Commenting on the names of the seven men on whom the apostles laid hands, done in the context of writing about the expulsion of the Greek-speaking from Jerusalem, the late New Testament scholar Martin Hengel observed,
With the exception of Philip and Nicanor, the list of the 'seven' in Acts 6:5 does not contain any of the typical Jewish names which are attested for, say, [in] Egypt or Palestine. Simply from the exclusively Greek names, one might suppose that the 'seven' came from abroad, the last of them, the proselyte Nicolaus, is said to have come from Antioch (Acts and the History of Earliest Christianity, 71)
Of the "seven" we only learn more about Stephen and Philip. Stephen's story, which culminates with his martyrdom, thus making him proto-martyr, is conveyed in Acts 7.
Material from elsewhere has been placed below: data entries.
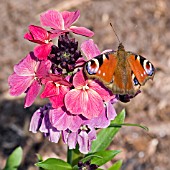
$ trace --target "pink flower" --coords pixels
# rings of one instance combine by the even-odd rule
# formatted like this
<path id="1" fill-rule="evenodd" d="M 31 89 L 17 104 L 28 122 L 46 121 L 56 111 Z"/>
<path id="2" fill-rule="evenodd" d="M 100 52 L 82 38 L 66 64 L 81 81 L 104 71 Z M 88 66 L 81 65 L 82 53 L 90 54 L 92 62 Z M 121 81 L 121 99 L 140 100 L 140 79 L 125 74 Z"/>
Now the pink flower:
<path id="1" fill-rule="evenodd" d="M 62 137 L 69 149 L 75 149 L 78 143 L 80 152 L 87 154 L 91 149 L 91 142 L 96 139 L 96 130 L 88 125 L 82 125 L 77 132 L 62 131 Z"/>
<path id="2" fill-rule="evenodd" d="M 75 34 L 92 37 L 94 33 L 85 27 L 71 26 L 80 17 L 80 11 L 75 12 L 58 12 L 55 10 L 48 10 L 41 14 L 40 21 L 43 26 L 51 27 L 52 33 L 61 35 L 65 32 L 73 32 Z"/>
<path id="3" fill-rule="evenodd" d="M 57 143 L 60 139 L 61 132 L 53 127 L 49 120 L 49 110 L 51 105 L 47 104 L 39 108 L 32 116 L 29 130 L 37 133 L 40 130 L 51 142 Z"/>
<path id="4" fill-rule="evenodd" d="M 92 80 L 85 80 L 82 70 L 73 77 L 73 85 L 75 89 L 65 95 L 66 109 L 72 114 L 82 114 L 88 119 L 98 117 L 104 110 L 103 98 L 109 93 Z"/>
<path id="5" fill-rule="evenodd" d="M 10 94 L 18 96 L 26 92 L 24 107 L 29 107 L 37 97 L 41 80 L 48 75 L 50 61 L 38 61 L 33 53 L 28 54 L 14 66 L 14 73 L 9 76 Z"/>
<path id="6" fill-rule="evenodd" d="M 50 54 L 51 46 L 53 45 L 51 42 L 54 38 L 53 34 L 42 27 L 30 25 L 29 32 L 24 35 L 24 38 L 39 44 L 34 48 L 34 54 L 40 60 L 47 60 L 47 56 Z"/>
<path id="7" fill-rule="evenodd" d="M 58 130 L 67 130 L 76 132 L 80 126 L 87 120 L 81 115 L 73 115 L 65 107 L 51 109 L 49 112 L 50 122 Z"/>
<path id="8" fill-rule="evenodd" d="M 70 84 L 66 80 L 55 80 L 54 76 L 45 84 L 45 89 L 41 94 L 41 98 L 49 98 L 53 108 L 58 108 L 64 105 L 65 94 L 69 91 Z"/>

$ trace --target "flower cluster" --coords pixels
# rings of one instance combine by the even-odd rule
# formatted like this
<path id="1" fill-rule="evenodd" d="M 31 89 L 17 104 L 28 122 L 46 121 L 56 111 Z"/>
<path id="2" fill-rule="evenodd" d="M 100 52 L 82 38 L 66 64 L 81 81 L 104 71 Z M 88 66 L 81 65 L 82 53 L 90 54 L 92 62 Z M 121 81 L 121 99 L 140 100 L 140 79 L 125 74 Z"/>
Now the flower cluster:
<path id="1" fill-rule="evenodd" d="M 93 40 L 78 42 L 69 33 L 92 37 L 84 27 L 72 26 L 80 12 L 49 10 L 40 16 L 41 26 L 30 25 L 24 38 L 38 44 L 9 76 L 10 94 L 26 93 L 24 107 L 33 104 L 40 94 L 50 103 L 32 116 L 30 131 L 44 133 L 52 142 L 62 137 L 70 149 L 79 145 L 88 153 L 96 139 L 96 128 L 106 128 L 116 116 L 113 103 L 116 96 L 97 81 L 84 76 L 83 64 L 100 54 Z M 44 27 L 49 27 L 46 30 Z M 58 38 L 58 44 L 52 40 Z"/>

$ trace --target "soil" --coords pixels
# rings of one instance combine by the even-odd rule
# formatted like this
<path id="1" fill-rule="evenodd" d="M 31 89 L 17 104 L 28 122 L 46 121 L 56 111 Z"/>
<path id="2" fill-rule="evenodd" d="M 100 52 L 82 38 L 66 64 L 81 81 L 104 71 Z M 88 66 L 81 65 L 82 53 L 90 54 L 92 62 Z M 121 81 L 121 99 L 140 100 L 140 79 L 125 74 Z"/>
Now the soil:
<path id="1" fill-rule="evenodd" d="M 7 78 L 35 44 L 25 41 L 28 25 L 40 25 L 40 13 L 79 9 L 77 26 L 95 32 L 95 43 L 102 50 L 117 50 L 118 40 L 111 22 L 125 49 L 139 53 L 156 67 L 153 81 L 148 81 L 142 93 L 129 103 L 115 104 L 117 113 L 126 109 L 127 123 L 140 123 L 150 130 L 123 127 L 110 149 L 122 152 L 103 169 L 122 159 L 122 170 L 170 169 L 170 1 L 169 0 L 1 0 L 0 2 L 0 169 L 8 155 L 21 145 L 24 157 L 20 170 L 36 170 L 36 153 L 66 159 L 62 142 L 50 143 L 41 133 L 29 132 L 33 112 L 41 105 L 37 100 L 23 108 L 24 96 L 11 97 Z M 85 37 L 75 36 L 79 44 Z"/>

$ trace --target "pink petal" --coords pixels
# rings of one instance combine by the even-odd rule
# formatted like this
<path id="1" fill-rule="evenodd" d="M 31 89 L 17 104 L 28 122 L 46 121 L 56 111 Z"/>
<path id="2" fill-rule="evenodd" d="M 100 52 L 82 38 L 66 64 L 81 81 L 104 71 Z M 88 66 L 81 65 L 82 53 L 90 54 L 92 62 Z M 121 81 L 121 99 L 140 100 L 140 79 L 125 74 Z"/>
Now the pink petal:
<path id="1" fill-rule="evenodd" d="M 64 29 L 64 20 L 60 12 L 48 10 L 40 15 L 40 21 L 43 26 L 54 29 Z"/>
<path id="2" fill-rule="evenodd" d="M 10 86 L 9 89 L 10 95 L 18 96 L 21 93 L 25 92 L 33 81 L 34 77 L 18 76 L 16 73 L 13 73 L 8 78 L 8 83 Z"/>
<path id="3" fill-rule="evenodd" d="M 34 76 L 35 68 L 38 63 L 36 57 L 31 52 L 23 60 L 21 60 L 17 65 L 14 66 L 14 72 L 19 76 Z"/>
<path id="4" fill-rule="evenodd" d="M 48 55 L 51 52 L 52 43 L 38 45 L 34 48 L 35 56 L 40 60 L 47 60 Z"/>
<path id="5" fill-rule="evenodd" d="M 34 38 L 33 38 L 33 35 L 30 34 L 29 32 L 27 32 L 25 35 L 24 35 L 24 38 L 29 40 L 29 41 L 33 41 Z"/>
<path id="6" fill-rule="evenodd" d="M 41 43 L 45 43 L 45 40 L 49 40 L 49 33 L 42 27 L 30 25 L 29 31 L 33 36 L 34 41 L 40 41 Z M 24 36 L 24 38 L 30 38 L 28 34 Z"/>
<path id="7" fill-rule="evenodd" d="M 73 89 L 65 95 L 65 106 L 70 113 L 91 119 L 101 114 L 104 109 L 103 101 L 94 90 Z"/>
<path id="8" fill-rule="evenodd" d="M 106 116 L 109 120 L 114 120 L 117 116 L 115 108 L 111 102 L 106 103 Z"/>
<path id="9" fill-rule="evenodd" d="M 59 88 L 59 94 L 50 97 L 50 101 L 52 103 L 53 108 L 58 108 L 64 105 L 64 97 L 69 90 L 67 86 L 62 86 L 62 85 L 60 85 L 58 88 Z"/>
<path id="10" fill-rule="evenodd" d="M 61 131 L 61 133 L 62 133 L 62 139 L 63 139 L 63 142 L 65 143 L 65 144 L 67 144 L 67 139 L 68 139 L 68 136 L 69 136 L 69 130 L 65 130 L 65 131 Z"/>
<path id="11" fill-rule="evenodd" d="M 49 119 L 52 126 L 58 130 L 66 130 L 69 126 L 67 113 L 61 107 L 50 110 Z"/>
<path id="12" fill-rule="evenodd" d="M 69 136 L 68 136 L 69 149 L 75 149 L 76 148 L 77 137 L 78 137 L 77 132 L 72 132 L 72 133 L 69 134 Z"/>
<path id="13" fill-rule="evenodd" d="M 69 129 L 72 132 L 76 132 L 84 121 L 80 116 L 71 115 L 65 107 L 50 110 L 49 117 L 52 126 L 56 129 Z"/>
<path id="14" fill-rule="evenodd" d="M 47 82 L 45 89 L 41 94 L 41 98 L 52 97 L 55 95 L 59 95 L 59 87 L 57 87 L 54 82 Z"/>
<path id="15" fill-rule="evenodd" d="M 42 118 L 41 118 L 41 110 L 38 109 L 32 116 L 29 131 L 33 133 L 37 133 L 39 126 L 41 124 Z"/>
<path id="16" fill-rule="evenodd" d="M 83 51 L 88 60 L 100 55 L 100 50 L 98 49 L 97 45 L 94 44 L 92 39 L 84 41 L 81 44 L 81 50 Z"/>
<path id="17" fill-rule="evenodd" d="M 79 17 L 80 11 L 77 10 L 75 12 L 64 11 L 61 13 L 64 19 L 65 29 L 69 28 Z"/>
<path id="18" fill-rule="evenodd" d="M 58 108 L 58 107 L 62 107 L 64 105 L 64 96 L 65 94 L 59 94 L 59 95 L 55 95 L 49 98 L 52 107 L 53 108 Z"/>
<path id="19" fill-rule="evenodd" d="M 51 68 L 51 61 L 40 61 L 36 70 L 36 76 L 38 78 L 45 78 L 49 75 Z"/>
<path id="20" fill-rule="evenodd" d="M 89 139 L 88 134 L 86 131 L 81 131 L 78 135 L 78 144 L 79 144 L 79 150 L 83 154 L 87 154 L 90 151 L 90 145 L 89 145 Z"/>
<path id="21" fill-rule="evenodd" d="M 86 122 L 92 128 L 106 128 L 110 124 L 110 120 L 106 117 L 105 110 L 98 116 Z"/>
<path id="22" fill-rule="evenodd" d="M 40 88 L 41 88 L 41 85 L 38 83 L 38 81 L 34 81 L 32 83 L 25 97 L 25 103 L 24 103 L 25 108 L 33 104 L 35 98 L 37 97 L 40 91 Z"/>
<path id="23" fill-rule="evenodd" d="M 61 132 L 56 129 L 49 129 L 49 141 L 58 143 Z"/>
<path id="24" fill-rule="evenodd" d="M 71 26 L 70 30 L 75 34 L 84 35 L 86 37 L 92 37 L 94 33 L 85 27 Z"/>
<path id="25" fill-rule="evenodd" d="M 86 62 L 86 60 L 83 57 L 81 57 L 76 61 L 75 67 L 82 67 L 82 66 L 84 66 L 85 62 Z"/>
<path id="26" fill-rule="evenodd" d="M 115 95 L 113 95 L 112 92 L 105 88 L 105 86 L 103 86 L 102 84 L 99 84 L 93 80 L 88 80 L 88 86 L 96 91 L 104 101 L 108 102 L 111 99 L 115 98 Z"/>
<path id="27" fill-rule="evenodd" d="M 74 87 L 80 87 L 82 88 L 83 86 L 86 85 L 86 81 L 84 79 L 84 76 L 83 76 L 83 72 L 82 70 L 80 70 L 79 72 L 77 72 L 74 77 L 73 77 L 73 85 Z"/>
Reflecting on St Stephen many years ago, Servant of God Msgr Luigi Giussani noted:
The sacred vestments that the ministers are wearing at the altar are no longer the immaculate white of yesterday. They are red, the symbol of blood. Next to the sweet contemplation of a God-child warmed by His Mother’s love, what a contrast is the vision of Stephen dying under the pelting hail of stones, covered with blood! With what horror our thoughts move from the angels’ song and the affectionate faces of the shepherds to the shouting figures of Stephen’s stoners, throbbing with hatred!

But this juxtaposition is dense with meaning. In the dazzling light that surrounds the stable in Bethlehem, we perceive the majestic outline of the Cross...

The lesson of Christmas and St Stephen is a lesson of sacrifice, but what is the way we can be able to live it? St Stephen indicates it to us with his impassioned devotion to the Lord Jesus. This is how it could be expressed: "You must not feel alone" (see "Fr. Giussani on St. Stephen, 1944")
Bl Pope Paul VI sagely taught, "Modern man listens more willingly to witnesses than to teachers and if he does listen to teachers, it is because they are witnesses." "Martyr" is simply the Greek word for witness. From the beginning of our holy order, deacons have been uniquely situated to bear witness to our Lord Jesus Christ through sacrifice. Our witness, brothers, is needed as badly today as ever.

St Stephen is the patron of this blog and has been practically from the beginning. My mission here remains "to foster Christian discipleship in the late modern milieu in the diakonia of koinonia."

St Stephen, deacon and martyr, pray for us.